Linux only support is a bit of a letdown for me. My clients insist on using Windows, so I'm left without choice there, it's nvidia or nvidia.
It might be that you could get those up and running in WSL 2, once the GPU passthrough functionality comes to general availability (currently it's only in insider build)[1] - but don't quote me on that as it's just a guess!

[1] https://docs.microsoft.com/en-us/windows/win32/direct3d12/gp...

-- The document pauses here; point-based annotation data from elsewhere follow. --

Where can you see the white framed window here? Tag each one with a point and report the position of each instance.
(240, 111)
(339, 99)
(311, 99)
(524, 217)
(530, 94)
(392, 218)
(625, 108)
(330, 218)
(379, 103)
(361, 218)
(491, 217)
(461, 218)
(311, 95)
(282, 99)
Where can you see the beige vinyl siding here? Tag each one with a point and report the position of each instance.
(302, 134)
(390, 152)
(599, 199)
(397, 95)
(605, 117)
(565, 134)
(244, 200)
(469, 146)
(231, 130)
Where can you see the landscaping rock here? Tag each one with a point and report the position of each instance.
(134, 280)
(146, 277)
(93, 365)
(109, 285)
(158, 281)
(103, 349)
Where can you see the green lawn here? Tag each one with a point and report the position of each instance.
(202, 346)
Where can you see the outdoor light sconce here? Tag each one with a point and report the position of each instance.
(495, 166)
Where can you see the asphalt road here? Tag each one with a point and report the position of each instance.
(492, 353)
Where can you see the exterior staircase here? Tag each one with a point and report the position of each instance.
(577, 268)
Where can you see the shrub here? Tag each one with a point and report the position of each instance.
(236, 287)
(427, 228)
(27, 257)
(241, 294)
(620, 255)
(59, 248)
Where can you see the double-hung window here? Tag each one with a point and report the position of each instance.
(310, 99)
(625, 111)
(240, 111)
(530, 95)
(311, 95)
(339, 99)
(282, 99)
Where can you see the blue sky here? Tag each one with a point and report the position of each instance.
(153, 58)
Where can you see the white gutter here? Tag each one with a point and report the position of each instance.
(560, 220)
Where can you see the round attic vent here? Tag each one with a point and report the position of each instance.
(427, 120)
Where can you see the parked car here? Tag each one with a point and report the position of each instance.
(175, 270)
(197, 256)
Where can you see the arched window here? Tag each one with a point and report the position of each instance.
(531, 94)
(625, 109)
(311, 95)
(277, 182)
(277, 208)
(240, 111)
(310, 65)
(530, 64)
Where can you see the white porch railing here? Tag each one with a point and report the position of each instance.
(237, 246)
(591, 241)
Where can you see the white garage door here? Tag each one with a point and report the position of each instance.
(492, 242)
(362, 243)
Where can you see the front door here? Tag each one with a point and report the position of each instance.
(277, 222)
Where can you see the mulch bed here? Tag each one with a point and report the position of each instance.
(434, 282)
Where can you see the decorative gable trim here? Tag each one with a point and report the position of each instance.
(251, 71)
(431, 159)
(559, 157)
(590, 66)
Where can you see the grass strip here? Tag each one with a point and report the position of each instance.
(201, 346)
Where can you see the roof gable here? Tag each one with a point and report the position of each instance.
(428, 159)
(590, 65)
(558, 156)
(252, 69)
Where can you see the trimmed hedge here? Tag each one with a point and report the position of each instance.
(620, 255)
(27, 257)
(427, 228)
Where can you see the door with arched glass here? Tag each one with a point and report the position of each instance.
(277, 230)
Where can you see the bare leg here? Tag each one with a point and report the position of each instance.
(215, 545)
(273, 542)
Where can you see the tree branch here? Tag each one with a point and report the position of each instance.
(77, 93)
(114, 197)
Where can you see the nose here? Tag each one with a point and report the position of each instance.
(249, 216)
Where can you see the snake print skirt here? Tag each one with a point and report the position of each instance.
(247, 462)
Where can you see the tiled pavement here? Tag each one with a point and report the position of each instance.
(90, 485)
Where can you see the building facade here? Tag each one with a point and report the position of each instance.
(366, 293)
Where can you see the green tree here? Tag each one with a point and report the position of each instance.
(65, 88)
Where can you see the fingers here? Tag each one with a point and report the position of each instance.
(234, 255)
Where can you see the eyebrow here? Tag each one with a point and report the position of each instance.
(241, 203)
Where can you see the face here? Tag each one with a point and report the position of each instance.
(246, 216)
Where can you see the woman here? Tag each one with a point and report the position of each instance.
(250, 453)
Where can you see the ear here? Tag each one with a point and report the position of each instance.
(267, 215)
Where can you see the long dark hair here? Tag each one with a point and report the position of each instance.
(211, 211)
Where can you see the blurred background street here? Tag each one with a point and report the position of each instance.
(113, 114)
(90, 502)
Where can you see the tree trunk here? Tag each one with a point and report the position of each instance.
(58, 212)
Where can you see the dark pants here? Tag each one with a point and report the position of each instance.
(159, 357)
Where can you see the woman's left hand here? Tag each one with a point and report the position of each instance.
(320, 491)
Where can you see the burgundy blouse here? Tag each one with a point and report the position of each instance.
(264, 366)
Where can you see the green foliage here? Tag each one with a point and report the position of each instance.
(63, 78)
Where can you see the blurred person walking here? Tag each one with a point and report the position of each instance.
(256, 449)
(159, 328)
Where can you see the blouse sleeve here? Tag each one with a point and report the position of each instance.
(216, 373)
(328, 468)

Okay, gonna take a look at that once it's available.
Rather than OpenCL they have invested in HIP which can target AMD or NVIDIA cards.
Can HIP run on AMD consumer Radeon cards? I'm trying to find the best option to write GPGPU code that runs on other people's machines with hardware I have no control over. I thought OpenCL would become the best way to write code that could run on all PCs and mobile phones, but from my research the GPGPU landscape looks more fragmented for each year.
Not officially supported... and no ROCm/HIP at all on Windows.
OpenCL is supported via ROCm on the new consumer GPUs now, so if the stars align HIP support might come too. The lack of announcements doesn't inspire much confidence though, especially compared to NVIDIA's always-on PR machine.
Is HIP continually evolving ala CUDA? For instance, every new version of CUDA seems to jam in new features to get things to launch faster, use less memory, be easier to use, etc.
It doesn't work on their new GPUs and many others. It's Linux only and etc.
They have invested and it works pretty well. But CUDA has such a huge lead and is the default. Most users dont care about the hardware but they also dont care enough about the cost. And the really price sensitive users are running their own clusters under their desks using gaming GPU’s.

A more detailed explanation (ROCm section) https://timdettmers.com/2020/09/07/which-gpu-for-deep-learni...

According my research and others' comment, OpenCL is mess, so filled with boilerplate that it is just an interface to each companies own approach. Cuda actually encapsulates GPU computation.

AMD has HIP, which is closer the Cuda but HIP seems less developed.

But I believe the basic problem is AMD doesn't make sufficiently high end GPUs to compete with Nvidia in ML.

Personally, I don't care what happens in the cloud, just what I can buy. I would note Nvidia does have competition in the cloud from Google's TPUs and I assume any large cloud vendor is going to negotiate with Nvidia. While I'd love AMD to be cost-effective for ML somewhere, it seems they aren't 'cause that's not what they're targeting.

As someone who worked deeply with OpenCL at one point, it's because it went off the rails and became a useless hodge-podge. They recently announced that V3 is basically a reversion to 1.0, and that is the first good decision they've made in a while.